R imputes bad faith on researchers disagreeing with him
+
R says that other investigators have their findings determined by funders
+
R is arrogant, ambitious, and nasty
→
R’s book about "complex scientific research" does not merit attention from serious professionals
I think the most important point here is premise 3. Premise 3 is just saying "he’s nasty and arrogant" so THEREFORE "serious professionals shouldn’t give him any attention." This overall seems like an attack on the person rather than his book. In fact, it never really even mentions the actual book other than simply saying that in the book he attacks people. This is what I am thinking of when I go to the answer choices and I’ll start with the wrong one’ first...
(B) So this is saying "Contrary to funder’s interests → unlikely to report" and thus "likely to report → in line with funder’s interests." From the contrapositive especially, we can actually see that this goes pretty much with one of the premises. Maybe research gets reported only if it is line with the interests of the funders and, thus, the funders kind of "determine" the findings. Okay but wait. This says NOTHING about the premise-conclusion relationship! All we did was just agree or question a premise. We still need to evaluate the relationship between the premise and the conclusion.
(C) The argument is not necessarily about a "scientific theory." It is about a book. Maybe the book is just summarizing data without positing any theories. Due to the derth of information on the book, we cannot really say anything about anything not related to a "book" in specific. Also, we aren’t giving a biased account of anything WITHIN the book. We are giving a biased account of the person. Premise 1 is objective. Premise 2 is objective (although the argument does say that premise 2 is "a troubling aspect"). Premise 3 is a biased view...towards R.
(D) No. Premise 1 and 2 are verifiable. Premise 3 may be based on strong conviction though it is arguably verifiable.
(E) "Sufficiently interesting"? We don’t need to know anything about it being "sufficienty interesting."
Now we get to (A), the correct answer but a problematic answer. Who wants to defend the LSAT here?

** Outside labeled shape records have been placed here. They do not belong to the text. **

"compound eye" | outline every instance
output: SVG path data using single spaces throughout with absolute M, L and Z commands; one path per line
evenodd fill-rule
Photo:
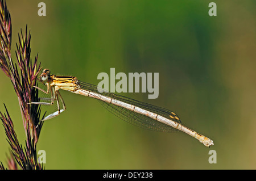
M 48 75 L 43 75 L 42 77 L 42 81 L 46 81 L 48 80 Z
M 50 74 L 50 70 L 48 69 L 44 69 L 44 70 L 43 71 L 43 73 L 45 73 L 47 74 Z

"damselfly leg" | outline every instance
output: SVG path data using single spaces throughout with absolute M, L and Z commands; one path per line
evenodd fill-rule
M 47 91 L 45 91 L 44 90 L 43 90 L 39 87 L 37 87 L 37 86 L 33 86 L 33 87 L 34 87 L 36 89 L 38 89 L 39 90 L 42 91 L 43 92 L 45 93 L 46 94 L 48 94 L 49 92 L 51 92 L 51 98 L 40 98 L 40 99 L 42 100 L 51 101 L 51 103 L 47 102 L 31 102 L 30 103 L 28 103 L 28 104 L 35 104 L 51 106 L 51 105 L 53 104 L 54 102 L 56 101 L 57 102 L 57 111 L 48 115 L 47 116 L 44 117 L 43 119 L 41 120 L 40 121 L 46 121 L 47 120 L 48 120 L 48 119 L 52 119 L 54 117 L 56 117 L 56 116 L 58 116 L 59 114 L 60 114 L 60 113 L 63 112 L 66 109 L 66 106 L 65 105 L 65 103 L 63 100 L 63 99 L 62 98 L 61 95 L 60 95 L 60 92 L 59 92 L 59 90 L 57 90 L 55 87 L 55 86 L 51 86 L 51 85 L 49 85 L 48 82 L 46 83 L 46 85 L 47 86 Z M 60 102 L 59 100 L 59 98 L 60 99 L 60 101 L 62 104 L 62 106 L 63 106 L 62 110 L 60 109 Z

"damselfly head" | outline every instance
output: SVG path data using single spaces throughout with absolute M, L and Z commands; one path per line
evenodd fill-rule
M 43 71 L 41 75 L 40 75 L 40 81 L 44 82 L 47 81 L 50 75 L 50 71 L 48 69 L 45 69 Z

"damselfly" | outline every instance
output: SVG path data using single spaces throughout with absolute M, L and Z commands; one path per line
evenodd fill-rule
M 213 141 L 210 139 L 183 126 L 179 116 L 172 111 L 111 92 L 99 91 L 100 88 L 82 82 L 76 77 L 51 75 L 47 69 L 43 70 L 39 80 L 47 86 L 47 91 L 34 87 L 46 94 L 50 92 L 51 103 L 31 102 L 30 104 L 52 105 L 56 101 L 58 108 L 57 111 L 46 116 L 41 120 L 42 121 L 59 115 L 66 109 L 59 91 L 59 89 L 62 89 L 96 98 L 112 113 L 134 125 L 162 132 L 181 131 L 207 146 L 213 145 Z M 62 109 L 60 103 L 62 104 Z

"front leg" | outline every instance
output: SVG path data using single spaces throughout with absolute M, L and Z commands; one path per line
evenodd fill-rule
M 47 102 L 31 102 L 30 103 L 27 103 L 27 104 L 40 104 L 40 105 L 52 105 L 54 103 L 54 99 L 53 97 L 55 97 L 55 95 L 53 95 L 53 94 L 55 94 L 55 91 L 52 91 L 52 89 L 54 90 L 54 87 L 51 86 L 49 85 L 49 83 L 46 83 L 46 85 L 47 86 L 47 91 L 46 91 L 38 87 L 37 86 L 33 86 L 34 87 L 38 89 L 38 90 L 42 91 L 42 92 L 43 92 L 44 93 L 46 94 L 48 94 L 49 92 L 51 91 L 51 103 L 47 103 Z M 47 98 L 43 98 L 42 99 L 46 99 Z

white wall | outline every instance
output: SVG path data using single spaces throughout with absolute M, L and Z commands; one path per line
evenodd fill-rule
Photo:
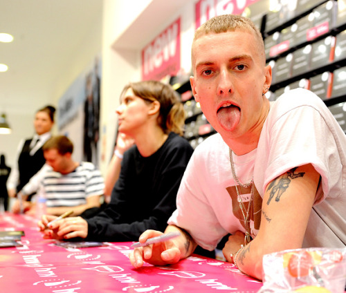
M 101 171 L 115 142 L 115 109 L 124 86 L 140 80 L 141 50 L 181 17 L 181 67 L 190 72 L 197 0 L 104 0 Z
M 12 133 L 0 135 L 0 153 L 5 154 L 7 165 L 13 167 L 16 164 L 16 149 L 19 141 L 34 134 L 33 120 L 36 111 L 48 104 L 57 105 L 61 95 L 102 51 L 102 14 L 95 14 L 87 25 L 90 26 L 91 30 L 74 53 L 68 59 L 61 60 L 59 78 L 53 84 L 42 84 L 39 87 L 24 87 L 22 92 L 16 89 L 18 95 L 28 97 L 21 104 L 16 102 L 15 97 L 12 97 L 12 101 L 6 101 L 7 106 L 3 110 L 8 115 Z M 1 98 L 6 99 L 6 97 Z M 57 133 L 57 127 L 54 128 L 53 133 Z

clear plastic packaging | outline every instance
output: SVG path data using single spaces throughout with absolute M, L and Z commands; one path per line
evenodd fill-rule
M 263 257 L 258 293 L 344 293 L 346 248 L 284 250 Z

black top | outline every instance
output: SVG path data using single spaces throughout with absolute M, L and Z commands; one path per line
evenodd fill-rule
M 188 141 L 174 133 L 149 157 L 143 157 L 136 146 L 126 151 L 111 202 L 86 220 L 87 240 L 131 241 L 147 229 L 163 231 L 192 152 Z
M 19 183 L 17 187 L 19 192 L 36 174 L 46 162 L 42 148 L 39 148 L 33 155 L 30 154 L 30 144 L 33 140 L 26 140 L 18 159 Z
M 6 182 L 10 172 L 11 168 L 6 165 L 5 156 L 1 155 L 0 160 L 0 198 L 6 198 L 8 196 Z

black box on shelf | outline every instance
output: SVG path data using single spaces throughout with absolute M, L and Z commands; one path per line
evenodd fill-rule
M 295 17 L 297 3 L 299 2 L 299 0 L 281 0 L 280 2 L 280 9 L 279 13 L 280 15 L 280 21 L 282 23 Z
M 292 76 L 292 54 L 279 58 L 275 62 L 275 82 L 282 82 Z
M 300 15 L 322 3 L 325 0 L 298 0 L 295 9 L 295 15 Z
M 329 99 L 331 93 L 332 77 L 332 73 L 326 71 L 311 77 L 310 91 L 323 100 Z
M 346 97 L 346 67 L 341 67 L 333 72 L 331 97 Z
M 329 106 L 328 108 L 344 132 L 346 132 L 346 102 Z
M 334 50 L 334 61 L 346 59 L 346 30 L 336 35 Z
M 310 68 L 316 69 L 333 62 L 335 37 L 328 36 L 312 44 Z
M 248 17 L 261 30 L 263 16 L 269 11 L 270 0 L 260 0 L 246 7 L 242 15 Z
M 313 21 L 313 14 L 311 12 L 302 17 L 292 25 L 291 30 L 293 31 L 292 39 L 293 46 L 303 44 L 307 40 L 307 32 L 312 28 Z
M 310 57 L 312 46 L 309 44 L 305 47 L 294 51 L 292 61 L 292 76 L 303 74 L 310 70 Z
M 275 32 L 264 39 L 264 51 L 266 53 L 266 59 L 269 59 L 277 55 L 276 50 L 273 50 L 276 48 L 276 45 L 280 41 L 280 32 Z
M 313 10 L 313 27 L 308 30 L 307 40 L 311 41 L 318 37 L 328 33 L 333 28 L 336 13 L 336 4 L 329 1 Z
M 194 115 L 194 107 L 196 102 L 194 100 L 190 100 L 184 104 L 184 110 L 186 113 L 186 117 L 193 116 Z
M 339 27 L 346 24 L 346 0 L 338 0 L 337 6 L 335 26 Z
M 291 84 L 289 84 L 289 85 L 286 86 L 284 87 L 284 91 L 288 91 L 293 90 L 294 88 L 305 88 L 308 90 L 309 88 L 309 84 L 310 82 L 309 79 L 307 79 L 306 78 L 302 78 L 300 80 L 297 80 L 296 82 L 292 82 Z
M 293 41 L 294 35 L 295 35 L 296 26 L 297 25 L 294 23 L 281 30 L 280 44 L 281 44 L 282 50 L 284 47 L 286 48 L 286 50 L 289 50 L 295 46 L 295 44 L 294 44 Z M 284 51 L 282 50 L 281 52 Z

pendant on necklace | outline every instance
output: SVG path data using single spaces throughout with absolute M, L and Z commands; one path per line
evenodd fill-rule
M 251 236 L 250 236 L 248 232 L 246 232 L 245 234 L 245 238 L 244 238 L 245 245 L 246 245 L 248 243 L 250 243 L 251 241 Z

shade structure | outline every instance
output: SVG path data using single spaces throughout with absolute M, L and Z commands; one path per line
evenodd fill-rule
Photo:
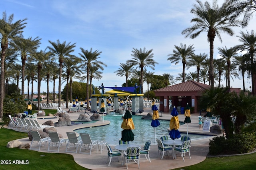
M 126 110 L 121 125 L 121 127 L 124 129 L 122 131 L 121 139 L 124 142 L 132 141 L 134 139 L 134 134 L 132 130 L 134 129 L 135 127 L 132 117 L 132 116 L 130 111 Z
M 105 112 L 105 102 L 103 99 L 101 100 L 101 104 L 100 105 L 100 112 L 102 113 L 103 117 L 103 121 L 104 121 L 104 112 Z
M 171 115 L 172 117 L 171 118 L 170 121 L 170 129 L 171 131 L 169 133 L 170 137 L 172 139 L 174 140 L 176 139 L 178 139 L 180 137 L 180 133 L 178 130 L 180 128 L 180 122 L 179 121 L 179 118 L 178 115 L 179 115 L 176 108 L 174 106 Z
M 184 115 L 185 117 L 184 123 L 187 123 L 187 135 L 188 135 L 188 123 L 191 123 L 191 119 L 190 119 L 190 109 L 188 104 L 185 108 Z
M 158 121 L 159 119 L 159 113 L 157 107 L 156 106 L 155 100 L 153 99 L 152 102 L 152 106 L 151 109 L 153 111 L 153 115 L 152 115 L 152 121 L 151 121 L 151 126 L 154 128 L 155 134 L 155 142 L 156 142 L 156 127 L 160 125 L 160 122 Z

A) "Using an attack on character"...good. "of the writer of the book"...good. "as evidence that this person"...getting warmer. "Is not competent in matters of scientific substance." WHAT? Is it just me or is this WAY TOO STRONG. Maybe the book shouldn’t merit attention because it is written with bias or maybe it shouldn’t merited attention by serious professionals for other reasons. However, I have a really hard time believing this answer as true because it could very well be that this man is competent in "matters of scientific substance." I mean really! "Matters of scientific substance!" That is a huge area to generalize upon. Maybe even if he wasn’t competent on what the book is about he could still be competent in a few other matters of scientific substance not discussed. I just really don’t like this answer choice and I was hesitant to pick it for that very reason. I thought maybe I grossly undervalued the rest of them.